General Motors a dû prendre son mal en patience. De l’aveu des directeurs de la division, en visite à Detroit, le Vieux Continent a été le plus difficile à aborder. Pour s’assurer d’un service uniforme, il fallait disposer d’un réseau de communication transfrontalier. “Il nous a fallu de longues années pour trouver un opérateur téléphonique capable de nous accompagner sur chacun des territoires ciblés”, explique un responsable. C’est chose faite et les noms des partenaires relèvent du secret industriel. Ceux-ci garantissent que les véhicules – à commencer par l’Astra – disposeront d’une connexion 4G à travers 13 pays, sur la base d’un tarif unique. Une couverture destinée à s’étendre.
“Créer des liens plus étroits avec la marque”
“Opel OnStar, déjà distingué par un prix Connected Car, est une preuve supplémentaire que nous voulons diffuser à un large public des systèmes innovants dans le domaine de la connectivité, affirmait il y a quelques semaines Karl-Thomas Neumann, le P-dg d’Opel Group. Opel OnStar va faire faire un bond à nos véhicules en matière de sécurité, et rendra par la même occasion la conduite plus confortable. Le dialogue en direct avec nos clients va créer des liens plus étroits avec la marque.”
Concrètement, en usine, Opel/Vauxhall intègre une carte SIM dans le véhicule.
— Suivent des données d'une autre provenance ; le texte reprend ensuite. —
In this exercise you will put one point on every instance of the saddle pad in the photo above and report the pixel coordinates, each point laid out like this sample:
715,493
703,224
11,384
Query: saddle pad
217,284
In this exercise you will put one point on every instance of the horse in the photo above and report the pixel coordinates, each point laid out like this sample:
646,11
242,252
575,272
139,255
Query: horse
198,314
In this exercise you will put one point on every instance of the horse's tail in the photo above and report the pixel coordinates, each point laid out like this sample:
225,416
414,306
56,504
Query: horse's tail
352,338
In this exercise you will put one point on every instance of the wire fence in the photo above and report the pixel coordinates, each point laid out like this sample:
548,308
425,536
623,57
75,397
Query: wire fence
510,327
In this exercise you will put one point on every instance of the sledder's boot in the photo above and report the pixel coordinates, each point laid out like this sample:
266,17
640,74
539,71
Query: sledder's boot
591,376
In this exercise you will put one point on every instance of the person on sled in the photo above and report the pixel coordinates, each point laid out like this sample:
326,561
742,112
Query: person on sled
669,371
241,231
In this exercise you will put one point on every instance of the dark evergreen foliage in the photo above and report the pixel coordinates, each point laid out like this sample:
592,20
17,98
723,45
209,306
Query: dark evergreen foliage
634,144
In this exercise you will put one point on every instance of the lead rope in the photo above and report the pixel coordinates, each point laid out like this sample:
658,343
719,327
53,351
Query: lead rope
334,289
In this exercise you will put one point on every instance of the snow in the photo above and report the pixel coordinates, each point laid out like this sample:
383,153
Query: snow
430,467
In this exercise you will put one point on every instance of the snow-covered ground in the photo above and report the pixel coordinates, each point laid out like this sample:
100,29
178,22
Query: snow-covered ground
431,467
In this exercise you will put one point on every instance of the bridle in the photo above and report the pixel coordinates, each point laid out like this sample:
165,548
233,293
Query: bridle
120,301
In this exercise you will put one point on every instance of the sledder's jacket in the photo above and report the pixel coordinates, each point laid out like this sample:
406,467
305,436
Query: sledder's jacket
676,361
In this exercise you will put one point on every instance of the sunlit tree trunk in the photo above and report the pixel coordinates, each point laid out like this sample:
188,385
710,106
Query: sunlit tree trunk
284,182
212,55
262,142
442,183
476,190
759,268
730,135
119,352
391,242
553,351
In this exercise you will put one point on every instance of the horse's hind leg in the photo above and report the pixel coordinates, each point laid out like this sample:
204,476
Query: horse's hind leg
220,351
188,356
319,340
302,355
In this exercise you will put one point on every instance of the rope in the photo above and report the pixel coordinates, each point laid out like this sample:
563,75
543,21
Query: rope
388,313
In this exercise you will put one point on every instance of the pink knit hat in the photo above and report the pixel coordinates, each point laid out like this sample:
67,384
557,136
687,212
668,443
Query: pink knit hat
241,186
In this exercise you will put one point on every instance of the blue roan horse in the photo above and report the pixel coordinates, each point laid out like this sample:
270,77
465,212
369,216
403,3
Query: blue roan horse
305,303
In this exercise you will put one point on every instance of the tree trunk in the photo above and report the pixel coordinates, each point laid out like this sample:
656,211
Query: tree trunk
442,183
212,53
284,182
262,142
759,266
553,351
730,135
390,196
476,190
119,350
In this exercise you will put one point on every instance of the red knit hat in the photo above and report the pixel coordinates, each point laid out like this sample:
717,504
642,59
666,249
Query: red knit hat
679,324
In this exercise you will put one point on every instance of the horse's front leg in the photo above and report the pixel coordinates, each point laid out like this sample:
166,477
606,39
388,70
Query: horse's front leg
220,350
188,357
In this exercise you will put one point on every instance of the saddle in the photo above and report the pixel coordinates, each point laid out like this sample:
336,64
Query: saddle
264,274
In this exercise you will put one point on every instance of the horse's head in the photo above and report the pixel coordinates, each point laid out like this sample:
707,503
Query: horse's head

Un procédé en voie de standardisation avec la future entrée en vigueur de la législation européenne concernant l’appel d’urgence. Toutefois, OnStar va plus loin que servir de lien vers les secours. Au quotidien, le système permet de solliciter une assistance individualisée, après une simple pression sur un bouton situé dans l’habitacle. Le conducteur peut alors se faire aider pour trouver un point d’intérêt (hôtel, restaurant, entreprise…), comme on le ferait en pianotant sur le système de navigation. D’ailleurs, une fois identifiée, l’adresse du lieu peut être chargée par l’opérateur du centre d’appel directement dans le système. En revanche, aucune transaction ne peut être effectuée. Le rôle des concierges s’arrête à la mise en relation téléphonique avec le commerce.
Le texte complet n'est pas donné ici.